A ex-primeira-ministra de Bangladesh, Sheikh Hasina, de 78 anos, foi condenada à pena de morte nesta segunda-feira (17), pelo Tribunal Internacional de Crimes (ICT) em Daca. A decisão ocorreu após ela ser considerada culpada por ter ordenado uma violenta repressão contra protestos estudantis ocorridos em 2024, que acabaram provocando sua queda.
O juiz Golam Mortuza Mozumder afirmou que “todos os elementos constitutivos de um crime contra a humanidade estão reunidos” e anunciou uma sentença única: a pena de morte.
Segundo o tribunal, Hasina incitou centenas de execuções extrajudiciais ao dar ordens diretas aos agentes de segurança. Na leitura da sentença, foi declarado que ela “incitou ativistas de seu partido e ordenou a eliminação dos estudantes que protestavam”.
As famílias das vítimas acompanharam a sessão no tribunal e, ao ouvirem a condenação, aplaudiram a decisão.
Acusações, contexto e número de vítimas
A ex-premiê enfrentou cinco acusações entre elas, incitação ao assassinato de manifestantes, uso de armas letais, e omissão no sentido de impedir a violência. Segundo as apurações, durante os protestos de julho e agosto de 2024, entre 1.400 e 1.400 pessoas podem ter morrido, conforme estimativas de organismos internacionais e estudos citados pelo tribunal.
De acordo com a acusação, Hasina teria dado ordens para o uso de helicópteros, drones e armas letais contra os manifestantes. Além disso, o tribunal apontou que ela não tomou medidas para punir os crimes, configurando omissão grave.
Reação e repercussões
Hasina, que vive exilada na Índia desde agosto de 2024, negou todas as acusações e classificou o julgamento como “politicamente motivado” e conduzido por um tribunal “armado por um governo não eleito”.
A condenação também atinge Asaduzzaman Khan, ex-ministro do Interior, que também foi sentenciado à morte. Já o ex-chefe da polícia, Chowdhury Abdullah Al-Mamun, recebeu prisão de cinco anos após se declarar culpado e colaborar com o tribunal.
Caminhos legais e tensões políticas
Segundo especialistas, o veredito pode ser apelado na Suprema Corte de Bangladesh.
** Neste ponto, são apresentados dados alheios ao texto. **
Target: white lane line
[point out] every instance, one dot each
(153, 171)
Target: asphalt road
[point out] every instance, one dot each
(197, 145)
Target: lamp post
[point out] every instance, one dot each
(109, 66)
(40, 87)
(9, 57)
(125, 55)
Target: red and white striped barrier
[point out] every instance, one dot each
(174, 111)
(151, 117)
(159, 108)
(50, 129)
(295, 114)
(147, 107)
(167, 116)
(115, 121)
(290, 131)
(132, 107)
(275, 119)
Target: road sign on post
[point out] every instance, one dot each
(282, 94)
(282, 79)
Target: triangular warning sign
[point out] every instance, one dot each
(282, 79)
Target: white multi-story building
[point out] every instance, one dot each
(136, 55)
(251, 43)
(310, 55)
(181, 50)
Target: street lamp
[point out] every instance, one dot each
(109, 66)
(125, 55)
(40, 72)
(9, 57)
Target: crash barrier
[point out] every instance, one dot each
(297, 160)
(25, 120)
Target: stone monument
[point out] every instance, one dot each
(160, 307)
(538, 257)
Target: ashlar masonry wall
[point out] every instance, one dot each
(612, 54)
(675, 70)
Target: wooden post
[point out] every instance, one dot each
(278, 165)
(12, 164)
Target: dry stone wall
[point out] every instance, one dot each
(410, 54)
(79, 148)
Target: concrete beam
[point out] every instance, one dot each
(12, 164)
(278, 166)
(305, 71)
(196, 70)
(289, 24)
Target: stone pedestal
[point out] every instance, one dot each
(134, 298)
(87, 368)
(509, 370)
No entanto, há preocupações de que haja uma intensificação da instabilidade política, sobretudo com eleições previstas para fevereiro de 2026, e diante de acusações de parcialidade no processo judicial.
Essa condenação histórica marca um momento de grande tensão política em Bangladesh e pode desencadear repercussões diplomáticas, especialmente em relação à Índia, país onde Hasina permanece em exílio.